Class Location and Times

ECE, Rm 102
Mo-We-Fr, 2-2:50PM

Instructor:

Bane Vasić, Professor
Department of Electrical and Computer Engineering,
1230 East Speedway Boulevard,
Room: 456P

Phone:

(520) 626-5550

Email:

vasic@ece.arizona.edu

Office Hours

TBA

Textbook:

None required

References:

J. G. Proakis, Digital Communications, 4th Edition, McGraw-Hill, 2000.
S. Haykin, Digital Communication Systems, 13th Edition, John Wiley and Sons.
S. G. Wilson, Digital Modulation and Coding, Prentice-Hall, 1995.
R. Blahut, Digital Transmission of Information, Addison-Wesley, 1990.
J. Wozencraft and I. Jacobs, Principles of Communication Engineering, Wiley, 1965 S. Haykin, Introduction to Communication Systems, 4rd ed., Wiley, 2000.

Credits:

ECE 435/535 is a three-unit, A-E based graduate course.

TA/Grader:

Nithin Raveendran

Administrative Details and Policies

Prerequisites:

1. ECE 340 (Engineering Systems Analysis) (signal characterization in frequency domain, Fourier transform, discrete-time systems)
2. ECE 503 (Random Processes for Engineering Applications) or any introductory course on probability is not a strict prerequisite, but a desired background for the course

Participation:

Class Attendance, Participation, and Administrative Drops shall be in accordance with the UA’s policy. The UA policy regarding absences for any sincerely held religious belief, observance or practice will be accommodated where reasonable. Absences pre-approved by the UA Dean of Students (or Dean Designee) will be honored.

Student Questions:

The instructor encourages student visits during the office hours (TBA in class).

Projects and Homework

There will be no graded homework for this class, i.e., homework problem set and the solution will be posted on the instructor’s course web page periodically, but will not be considered towards the final grade. There will be at most four medium size computer projects instead.

Exams:

There will be two mid-term exams.

midterm1

March 2

midterm2

April 6

The final exam schedule follows the schedule as in UA Office of Registrar website. Exams may include material/topics not contained in the text, but which are discussed in class. The final exam is mandatory. Requests for incompletes (I) and withdrawal (W) must be made in accordance with University policies.

Computer Problems:

These will be integrated with your regular homework. Students may use any convenient math software.

Grading Policy:

Graded work includes exams and projects. Final grades will be determined by your total number of points compared to an absolute scale. Following is the relative cutoffs for grades:

     Percentage

Grade

      >90%

A

      >75%

B

      >60%

C

      >50%

D

The weights below will be used to determine your point total and your final grade:

      Projects

30%

      Midterms

40%

      Final

30%

Academic Integrity:

Students are encouraged to share intellectual views and discuss freely the principles and applications of course materials.
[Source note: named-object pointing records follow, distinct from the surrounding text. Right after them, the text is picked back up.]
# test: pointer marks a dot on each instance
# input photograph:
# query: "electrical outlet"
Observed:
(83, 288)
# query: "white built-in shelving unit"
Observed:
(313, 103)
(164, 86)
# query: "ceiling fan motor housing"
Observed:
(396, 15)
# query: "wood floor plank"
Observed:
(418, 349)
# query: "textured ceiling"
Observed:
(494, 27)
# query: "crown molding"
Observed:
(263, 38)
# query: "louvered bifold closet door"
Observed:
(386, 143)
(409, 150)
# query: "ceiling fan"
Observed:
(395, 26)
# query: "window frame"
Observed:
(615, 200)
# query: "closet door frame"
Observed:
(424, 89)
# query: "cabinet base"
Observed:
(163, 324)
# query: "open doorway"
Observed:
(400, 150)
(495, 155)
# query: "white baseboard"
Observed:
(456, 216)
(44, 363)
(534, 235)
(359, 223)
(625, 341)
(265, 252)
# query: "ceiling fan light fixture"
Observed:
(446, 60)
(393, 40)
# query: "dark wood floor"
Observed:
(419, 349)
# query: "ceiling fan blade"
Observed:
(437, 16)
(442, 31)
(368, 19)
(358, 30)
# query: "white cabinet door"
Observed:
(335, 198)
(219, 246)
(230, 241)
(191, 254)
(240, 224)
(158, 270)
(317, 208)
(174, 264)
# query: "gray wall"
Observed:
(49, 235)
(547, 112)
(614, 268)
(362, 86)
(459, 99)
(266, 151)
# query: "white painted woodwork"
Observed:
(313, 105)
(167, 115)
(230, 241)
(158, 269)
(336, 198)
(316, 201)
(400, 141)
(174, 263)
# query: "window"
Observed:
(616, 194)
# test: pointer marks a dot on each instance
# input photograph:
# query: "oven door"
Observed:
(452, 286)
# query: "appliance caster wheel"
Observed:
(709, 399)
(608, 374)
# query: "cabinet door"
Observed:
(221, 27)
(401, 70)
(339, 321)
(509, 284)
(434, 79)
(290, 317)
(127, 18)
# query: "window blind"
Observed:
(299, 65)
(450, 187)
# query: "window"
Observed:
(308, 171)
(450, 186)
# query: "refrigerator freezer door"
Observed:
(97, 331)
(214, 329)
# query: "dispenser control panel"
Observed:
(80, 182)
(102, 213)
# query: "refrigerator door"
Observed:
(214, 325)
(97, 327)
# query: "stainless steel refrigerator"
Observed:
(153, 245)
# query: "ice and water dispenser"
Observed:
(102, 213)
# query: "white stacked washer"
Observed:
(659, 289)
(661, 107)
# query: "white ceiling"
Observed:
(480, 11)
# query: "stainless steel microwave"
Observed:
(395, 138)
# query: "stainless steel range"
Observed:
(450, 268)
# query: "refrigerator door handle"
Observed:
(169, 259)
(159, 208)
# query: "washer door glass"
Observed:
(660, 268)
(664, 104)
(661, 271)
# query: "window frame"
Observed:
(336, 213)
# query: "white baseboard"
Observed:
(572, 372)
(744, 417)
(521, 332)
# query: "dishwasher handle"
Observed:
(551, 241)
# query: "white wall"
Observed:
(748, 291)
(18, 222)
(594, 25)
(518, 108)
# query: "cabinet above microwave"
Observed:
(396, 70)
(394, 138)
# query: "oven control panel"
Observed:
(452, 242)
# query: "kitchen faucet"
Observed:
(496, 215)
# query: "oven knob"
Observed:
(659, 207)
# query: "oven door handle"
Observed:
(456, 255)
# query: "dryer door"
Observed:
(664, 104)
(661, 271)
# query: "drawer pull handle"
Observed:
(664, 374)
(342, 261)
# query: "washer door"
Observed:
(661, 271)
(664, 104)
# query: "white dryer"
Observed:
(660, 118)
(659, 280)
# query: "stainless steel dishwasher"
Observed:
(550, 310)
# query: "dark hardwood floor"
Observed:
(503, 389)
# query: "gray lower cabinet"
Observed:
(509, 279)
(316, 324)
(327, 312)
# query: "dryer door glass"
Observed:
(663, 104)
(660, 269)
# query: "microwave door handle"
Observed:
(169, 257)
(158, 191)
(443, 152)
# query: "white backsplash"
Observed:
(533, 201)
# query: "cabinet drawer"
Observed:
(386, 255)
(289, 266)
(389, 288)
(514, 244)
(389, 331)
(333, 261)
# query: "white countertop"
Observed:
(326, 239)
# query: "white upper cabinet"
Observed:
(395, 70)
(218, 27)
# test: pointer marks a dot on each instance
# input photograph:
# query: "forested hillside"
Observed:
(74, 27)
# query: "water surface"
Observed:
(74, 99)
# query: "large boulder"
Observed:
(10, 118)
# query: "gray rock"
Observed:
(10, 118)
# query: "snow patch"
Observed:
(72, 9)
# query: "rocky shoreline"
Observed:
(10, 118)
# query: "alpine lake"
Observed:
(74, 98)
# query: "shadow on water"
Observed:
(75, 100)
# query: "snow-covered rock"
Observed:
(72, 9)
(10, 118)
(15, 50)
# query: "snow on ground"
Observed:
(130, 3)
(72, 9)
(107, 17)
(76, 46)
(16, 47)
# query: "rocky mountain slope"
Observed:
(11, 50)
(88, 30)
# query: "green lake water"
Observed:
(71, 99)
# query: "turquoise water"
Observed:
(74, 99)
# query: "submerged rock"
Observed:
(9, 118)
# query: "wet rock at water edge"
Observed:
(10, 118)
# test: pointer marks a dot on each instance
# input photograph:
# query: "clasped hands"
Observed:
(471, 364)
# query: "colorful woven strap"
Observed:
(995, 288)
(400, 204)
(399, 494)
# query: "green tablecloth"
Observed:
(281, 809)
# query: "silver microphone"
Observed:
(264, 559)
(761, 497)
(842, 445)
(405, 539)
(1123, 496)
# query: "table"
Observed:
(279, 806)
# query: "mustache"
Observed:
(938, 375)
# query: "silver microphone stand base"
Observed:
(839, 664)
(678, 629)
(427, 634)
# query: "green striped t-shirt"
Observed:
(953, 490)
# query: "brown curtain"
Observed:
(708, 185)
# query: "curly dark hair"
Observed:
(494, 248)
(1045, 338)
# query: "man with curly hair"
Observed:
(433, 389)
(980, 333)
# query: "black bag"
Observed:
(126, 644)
However, graded work/exercises must be the product of independent effort unless otherwise instructed. Students are expected to adhere to the UA Code of Academic Integrity as described in the UA General Catalog. The University Libraries have some excellent tips for avoiding plagiarism. Selling class notes and/or other course materials to other students or to a third party for resale is not permitted without the instructor’s express written consent. Violations to this and other course rules are subject to the Code of Academic Integrity and may result in course sanctions. Additionally, students who use D2L or UA email to sell or buy these copyrighted materials are subject to Code of Conduct Violations for misuse of student email addresses. This conduct may also constitute copyright infringement.

UA Nondiscrimination and Anti-Harassment Policy

The University is committed to creating and maintaining an environment free of discrimination.

Subject to Change Statement:

Information contained in the course syllabus, other than the grade and absence policy, may be subject to change with advance notice, as deemed appropriate by the instructor.

Course Outline

Review of mathematical tools: Orthogonal functions, probability theory, random processes, Markov processes.
Information theory: Information measures (self information, mutual information, channel capacity), looseless source coding, Huffman codes, channel coding, Shannon coding theorems.
Representation of band-pass signals and systems: Band-pass signals and noise representation (Hilbert transform); signal space representation.
Digital modulation schemes: Memoryless digital modulation methods (ASK, PSK, FSK, QPSK), modulation with memory (base-band and band-pass), spectra of digitally modulated signals.
Optimum receivers for additive white Gaussian noise (AWGN) channel: Maximum a posteriori and maximum likelihood detection, matched filter demodulation, sequence detectors, symbol by symbol MAP detector for channels with memory, receiver performance.
Error control coding fundamentals: Finite fields, generator and parity check matrices block and convolutional codes and their decoders, Hamming codes, syndrome decoding, iterative decoders.